That is the short answer. But what is meant by "the Angel" in the phrase "the Angel of the Lord"? Answering that will shed light on what is going on here. There are many instances in the OT in which a being called "the Angel of the Lord" speaks, and sometimes appears, to various people.
The description suggests a messenger of the Lord. The word for “angel” here, מֲלְאָךְ or malak, could be glossed “a messenger,” and while all the literal and standard translations use the phrase “the angel of the Lord,” the definite article is not actually appended to malak. So it is at 48:16: הַמַּלְאָךְ֩ means "the angel." So, you might wonder, why not use indefinite article, a (not the) messenger? Couldn’t this have been an ordinary angel? The context of the present verse makes it clear that this is another description of God himself.
That explains why theologians appear united in maintaining that various other instances of this word, followed by "of the Lord" (malak Yahweh) is best rendered “the angel of the Lord.” See, just for example, Gen 16:7, when the angel of the Lord speaks to Hagar. Because the phrases malak Yahweh and (the closely related) malak Elohim (“angel of God”) are often described as God or the Lord himself. This angel of the Lord consistently offers help, commands, advice, visions of the future, etc., in ways that indicate this is indeed God at work.
In the case of Gen 16:7, although the said angel does not do anything other than to speak to Hagar, what he says is, “I will multiply thy seed exceedingly.” (16:10) That is a thing only the Lord could do. Later, the text says “she called the name of the Lord”—no mere angel—“who spake unto her, Thou God seest me.” (16:13)
In a later chapter, we will again find that “the angel of God called to Hagar out of heaven” (Gen 21:17); this suggests that this is a disembodied voice representing the word of God himself. But the angel of the Lord does not only speak. The phrase is used, in Exodus, to refer to the pillar of fire and of smoke leading and following the fleeing Israelites (Ex 14:19); and to Manoah, the mother of Samson, the “angel of God” appears in the form of a man (Judg 13:9).

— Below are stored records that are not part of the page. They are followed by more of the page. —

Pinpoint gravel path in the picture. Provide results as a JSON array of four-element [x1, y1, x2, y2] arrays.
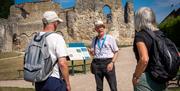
[[0, 47, 136, 91]]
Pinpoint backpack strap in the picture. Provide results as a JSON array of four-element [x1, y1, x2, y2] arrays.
[[94, 36, 98, 54]]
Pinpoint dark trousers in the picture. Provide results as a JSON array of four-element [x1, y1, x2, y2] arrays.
[[35, 77, 66, 91], [92, 58, 117, 91]]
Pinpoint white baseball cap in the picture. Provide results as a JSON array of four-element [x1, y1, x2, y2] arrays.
[[43, 11, 63, 23], [94, 20, 104, 26]]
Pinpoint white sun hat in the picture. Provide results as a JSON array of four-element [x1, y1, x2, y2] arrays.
[[43, 11, 63, 23]]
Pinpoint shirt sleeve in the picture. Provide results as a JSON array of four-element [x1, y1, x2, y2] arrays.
[[55, 35, 67, 57]]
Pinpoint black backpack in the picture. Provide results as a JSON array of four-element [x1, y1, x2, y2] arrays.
[[144, 30, 180, 83]]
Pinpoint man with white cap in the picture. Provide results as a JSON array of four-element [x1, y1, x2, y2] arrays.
[[90, 20, 118, 91], [35, 11, 71, 91]]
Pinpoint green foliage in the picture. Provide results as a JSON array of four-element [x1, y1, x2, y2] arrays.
[[159, 16, 180, 47], [0, 0, 14, 18]]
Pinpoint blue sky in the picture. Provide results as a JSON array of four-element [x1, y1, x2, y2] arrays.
[[15, 0, 180, 23]]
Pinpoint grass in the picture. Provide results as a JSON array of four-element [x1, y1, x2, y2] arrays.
[[0, 52, 21, 59], [0, 87, 35, 91]]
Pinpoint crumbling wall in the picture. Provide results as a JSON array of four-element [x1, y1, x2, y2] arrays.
[[0, 0, 134, 51]]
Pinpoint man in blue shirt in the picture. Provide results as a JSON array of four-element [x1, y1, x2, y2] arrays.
[[90, 20, 118, 91]]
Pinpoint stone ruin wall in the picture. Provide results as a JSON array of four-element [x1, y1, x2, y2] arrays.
[[0, 0, 134, 51]]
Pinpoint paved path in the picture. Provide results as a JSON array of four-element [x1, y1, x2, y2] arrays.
[[0, 47, 136, 91]]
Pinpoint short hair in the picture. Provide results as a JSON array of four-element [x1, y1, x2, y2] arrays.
[[134, 7, 159, 32]]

One of the more telling passages is when “the angel of the Lord appeared unto [Moses] in a flame of fire out of the midst of a bush” (Ex 3:2), and two verses later, we have “God called unto him out of the midst of the bush” (Ex 3:4). This indicates that this is God himself, or an earthly appearance (a theophany, and in particular, a shekhinah, again) of God. Many commentators have inferred that such theophanies, if not strictly identifiable with God himself, could be an appearance of the pre-incarnate Christ, especially insofar as the angel of the Lord is sometimes spoken of as being distinct from the Lord (or, as Christians say, from God the Father). But to really sort out this question would require that we get quite deep into theology.